The first Cygnus capsule has been de-orbited, burning up in the atmosphere.
A 100% success. The U.S. now has two different ways to get cargo to low Earth orbit. Soon, if all goes as it should, we shall have multiple ways to put humans there as well.
A civilian business jet has set a new world record for circling the globe.
The next Dragon flight has now been scheduled for no earlier than February 11.
The next flight of SpaceX’s Dragon has been realigned to a February 11, 2014 NET (No Earlier Than) launch date. The launch will mark Dragon’s first ride on the upgraded Falcon 9 v.1.1 rocket, potentially sporting landing legs, as Elon Musk plans his next attempt at proving the rocket’s ability to return its stages back to Earth for reuse.
SpaceX must first launch two commercial satellites with the upgraded Falcon 9 before its NASA flight. Also, 2014 will be a very business year for the rocket, as it is scheduled to send three cargo missions to ISS plus launch eight commercial satellites.
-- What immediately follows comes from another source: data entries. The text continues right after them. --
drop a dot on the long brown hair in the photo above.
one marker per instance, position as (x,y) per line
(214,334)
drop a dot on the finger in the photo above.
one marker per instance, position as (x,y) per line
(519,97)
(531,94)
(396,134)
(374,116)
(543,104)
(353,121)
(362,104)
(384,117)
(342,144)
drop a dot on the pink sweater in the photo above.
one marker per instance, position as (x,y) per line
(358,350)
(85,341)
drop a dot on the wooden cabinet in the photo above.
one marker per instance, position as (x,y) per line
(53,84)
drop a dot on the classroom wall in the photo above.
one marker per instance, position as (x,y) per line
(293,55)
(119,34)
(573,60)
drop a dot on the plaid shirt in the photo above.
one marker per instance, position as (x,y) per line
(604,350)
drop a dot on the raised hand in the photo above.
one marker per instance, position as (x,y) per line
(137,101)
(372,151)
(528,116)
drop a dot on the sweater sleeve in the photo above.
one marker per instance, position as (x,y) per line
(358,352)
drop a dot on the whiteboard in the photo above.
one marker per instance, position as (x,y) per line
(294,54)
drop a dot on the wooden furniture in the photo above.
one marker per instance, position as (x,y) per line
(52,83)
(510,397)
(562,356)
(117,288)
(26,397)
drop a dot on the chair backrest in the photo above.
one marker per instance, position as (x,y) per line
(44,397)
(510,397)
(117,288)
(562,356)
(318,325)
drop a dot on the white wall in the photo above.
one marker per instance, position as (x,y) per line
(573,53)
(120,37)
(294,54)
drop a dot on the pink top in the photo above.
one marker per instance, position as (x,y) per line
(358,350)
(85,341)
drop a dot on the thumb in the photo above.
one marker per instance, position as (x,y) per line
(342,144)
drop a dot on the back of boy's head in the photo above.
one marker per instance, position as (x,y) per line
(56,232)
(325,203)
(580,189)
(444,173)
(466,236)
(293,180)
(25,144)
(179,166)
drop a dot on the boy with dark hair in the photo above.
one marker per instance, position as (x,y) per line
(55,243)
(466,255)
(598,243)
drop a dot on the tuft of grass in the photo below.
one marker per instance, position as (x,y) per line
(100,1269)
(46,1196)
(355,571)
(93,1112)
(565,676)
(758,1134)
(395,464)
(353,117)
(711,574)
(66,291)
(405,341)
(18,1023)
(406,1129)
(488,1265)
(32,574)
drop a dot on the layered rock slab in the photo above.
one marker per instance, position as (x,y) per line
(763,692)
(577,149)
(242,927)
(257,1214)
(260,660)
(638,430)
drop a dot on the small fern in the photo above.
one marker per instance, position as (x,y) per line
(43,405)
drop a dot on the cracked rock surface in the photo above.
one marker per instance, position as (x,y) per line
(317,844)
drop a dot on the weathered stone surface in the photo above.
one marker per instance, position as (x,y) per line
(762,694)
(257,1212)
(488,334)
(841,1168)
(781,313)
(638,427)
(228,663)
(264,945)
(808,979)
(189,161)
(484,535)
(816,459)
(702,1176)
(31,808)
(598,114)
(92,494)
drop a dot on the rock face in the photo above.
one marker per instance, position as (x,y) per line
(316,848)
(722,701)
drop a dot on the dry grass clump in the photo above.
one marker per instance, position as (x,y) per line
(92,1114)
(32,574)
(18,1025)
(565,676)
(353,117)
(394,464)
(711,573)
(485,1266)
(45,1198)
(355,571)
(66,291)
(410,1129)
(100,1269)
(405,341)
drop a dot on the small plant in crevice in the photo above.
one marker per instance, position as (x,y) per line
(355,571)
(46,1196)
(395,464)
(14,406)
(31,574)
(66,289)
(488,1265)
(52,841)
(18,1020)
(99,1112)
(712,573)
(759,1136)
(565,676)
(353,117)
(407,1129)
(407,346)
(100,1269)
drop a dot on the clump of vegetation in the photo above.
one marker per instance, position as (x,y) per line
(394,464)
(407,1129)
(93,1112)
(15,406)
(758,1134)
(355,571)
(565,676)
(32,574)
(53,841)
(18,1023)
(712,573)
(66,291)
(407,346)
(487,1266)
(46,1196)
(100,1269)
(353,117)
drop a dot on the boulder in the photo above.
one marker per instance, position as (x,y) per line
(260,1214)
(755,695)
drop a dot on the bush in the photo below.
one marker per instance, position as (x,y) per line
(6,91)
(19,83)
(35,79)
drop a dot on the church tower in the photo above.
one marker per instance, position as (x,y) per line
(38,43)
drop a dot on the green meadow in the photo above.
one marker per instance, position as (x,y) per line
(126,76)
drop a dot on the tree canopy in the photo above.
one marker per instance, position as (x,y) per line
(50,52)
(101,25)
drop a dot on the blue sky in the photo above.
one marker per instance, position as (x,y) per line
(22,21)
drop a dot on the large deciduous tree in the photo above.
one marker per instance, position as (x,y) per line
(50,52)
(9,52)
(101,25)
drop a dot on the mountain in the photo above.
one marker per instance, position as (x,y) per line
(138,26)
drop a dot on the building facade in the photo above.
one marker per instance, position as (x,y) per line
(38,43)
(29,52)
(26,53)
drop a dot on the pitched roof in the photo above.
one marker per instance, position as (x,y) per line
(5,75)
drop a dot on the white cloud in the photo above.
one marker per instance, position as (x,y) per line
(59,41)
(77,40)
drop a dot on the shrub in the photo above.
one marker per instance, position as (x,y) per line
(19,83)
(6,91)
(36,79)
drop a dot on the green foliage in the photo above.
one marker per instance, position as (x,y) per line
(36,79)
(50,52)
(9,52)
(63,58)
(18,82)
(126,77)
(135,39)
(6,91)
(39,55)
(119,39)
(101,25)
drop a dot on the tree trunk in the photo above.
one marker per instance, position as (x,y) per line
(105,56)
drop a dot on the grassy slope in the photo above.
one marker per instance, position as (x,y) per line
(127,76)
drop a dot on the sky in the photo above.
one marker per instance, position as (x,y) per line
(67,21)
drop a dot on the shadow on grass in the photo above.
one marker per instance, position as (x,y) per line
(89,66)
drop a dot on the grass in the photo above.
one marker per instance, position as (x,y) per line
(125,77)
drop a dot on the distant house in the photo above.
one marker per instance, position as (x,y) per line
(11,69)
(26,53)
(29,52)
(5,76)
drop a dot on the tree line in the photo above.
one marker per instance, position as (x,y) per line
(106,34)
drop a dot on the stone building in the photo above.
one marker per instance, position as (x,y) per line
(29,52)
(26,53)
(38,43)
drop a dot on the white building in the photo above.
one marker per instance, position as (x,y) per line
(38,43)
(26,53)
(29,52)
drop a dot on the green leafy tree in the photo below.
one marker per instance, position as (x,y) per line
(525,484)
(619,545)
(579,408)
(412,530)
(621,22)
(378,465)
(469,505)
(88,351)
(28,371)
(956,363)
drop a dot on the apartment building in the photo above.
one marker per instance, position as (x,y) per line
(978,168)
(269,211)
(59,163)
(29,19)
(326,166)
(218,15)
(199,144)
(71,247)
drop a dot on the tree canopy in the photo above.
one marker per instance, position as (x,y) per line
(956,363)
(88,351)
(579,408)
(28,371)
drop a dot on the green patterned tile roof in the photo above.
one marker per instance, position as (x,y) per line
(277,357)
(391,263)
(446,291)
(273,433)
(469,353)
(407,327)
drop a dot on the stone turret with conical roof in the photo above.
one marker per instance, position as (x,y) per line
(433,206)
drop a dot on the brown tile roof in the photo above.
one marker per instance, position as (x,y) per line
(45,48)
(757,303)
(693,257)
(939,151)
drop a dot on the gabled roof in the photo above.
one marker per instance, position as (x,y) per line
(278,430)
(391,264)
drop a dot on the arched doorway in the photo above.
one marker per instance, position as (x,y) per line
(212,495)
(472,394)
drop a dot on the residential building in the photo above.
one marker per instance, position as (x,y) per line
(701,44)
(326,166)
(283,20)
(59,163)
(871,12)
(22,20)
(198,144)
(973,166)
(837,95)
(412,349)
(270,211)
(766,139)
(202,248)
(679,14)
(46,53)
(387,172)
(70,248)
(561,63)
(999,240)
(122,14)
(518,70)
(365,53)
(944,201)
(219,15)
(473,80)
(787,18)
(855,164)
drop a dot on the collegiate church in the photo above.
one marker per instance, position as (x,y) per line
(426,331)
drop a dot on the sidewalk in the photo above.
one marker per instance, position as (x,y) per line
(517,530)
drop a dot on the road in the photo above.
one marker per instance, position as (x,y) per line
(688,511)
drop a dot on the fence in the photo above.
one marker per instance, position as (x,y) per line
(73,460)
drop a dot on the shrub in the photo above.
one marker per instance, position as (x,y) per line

The competition heats up: A new company is now offering balloon flights to the edge of space for one third the price of a suborbital flight.
World View passengers will soar to an altitude of about 30 kilometers (about 100,000 feet) — far short of SpaceShipTwo’s intended 110-kilometer (68-mile) high peak. Inside the capsule there will be little sensation of microgravity. Rather, the whole point of the ride is the view. “You can be sitting up there having your beverage of choice watching this extraordinary spectacle of the Earth below you and the blackness of space,” project co-founder and Paragon president Jane Poynter told Discovery News. “It really is very gentle. You can be up at altitude for hours, for days for research if you need to be… I think we have the opportunity to give a really, really incredible experience to people — and for a lot less than most of what’s out on the market right now,” she said.
Cygnus has undocked from ISS and will be de-orbited tomorrow.
The first free flying glide test of the Dream Chaser test vehicle is only days away.
The test had been delayed because of the government shutdown.
Want a rocket to launch your satellite into orbit. Orbital Sciences has one.
The article essentially outlines the marketing push Orbital is doing to get additional commercial contracts for its Antares rocket.
The Twitter comment of the day: “More people have applied to live on Mars than have signed up for Obamacare.”
I almost never look at Twitter comments, but this one was too good to pass up.
The next test flight of a version of SpaceX’s Grasshopper could occur in New Mexico in December.
The story says this test will be with Grasshopper, but I think that is a mistake. Unless SpaceX is using this name for all its vertical landing test vehicles, the company had said the test vehicle to fly in New Mexico would be a full scale Falcon 9 first stage, with nine Merlin engines, not one as has Grasshopper.
Cygnus will be de-orbited one day early, on October 23.
At the same time, preparations move forward for the second Cygnus flight in December, which will be the first operational flight. This quote is interesting:
Neither Orbital nor the Virginia Commercial Space Flight Authority got locked out of the Mid-Atlantic Regional Spaceport as a result of the shutdown, meaning that preparations for the tentative December launch continued while more than 95 percent of NASA’s roughly 18,000 civil servants were on furlough.
Suggests again how unessential a good percentage of NASA’s employees really are. They might be great engineers, but they are apparently wasting their talents at NASA doing unnecessary make-work.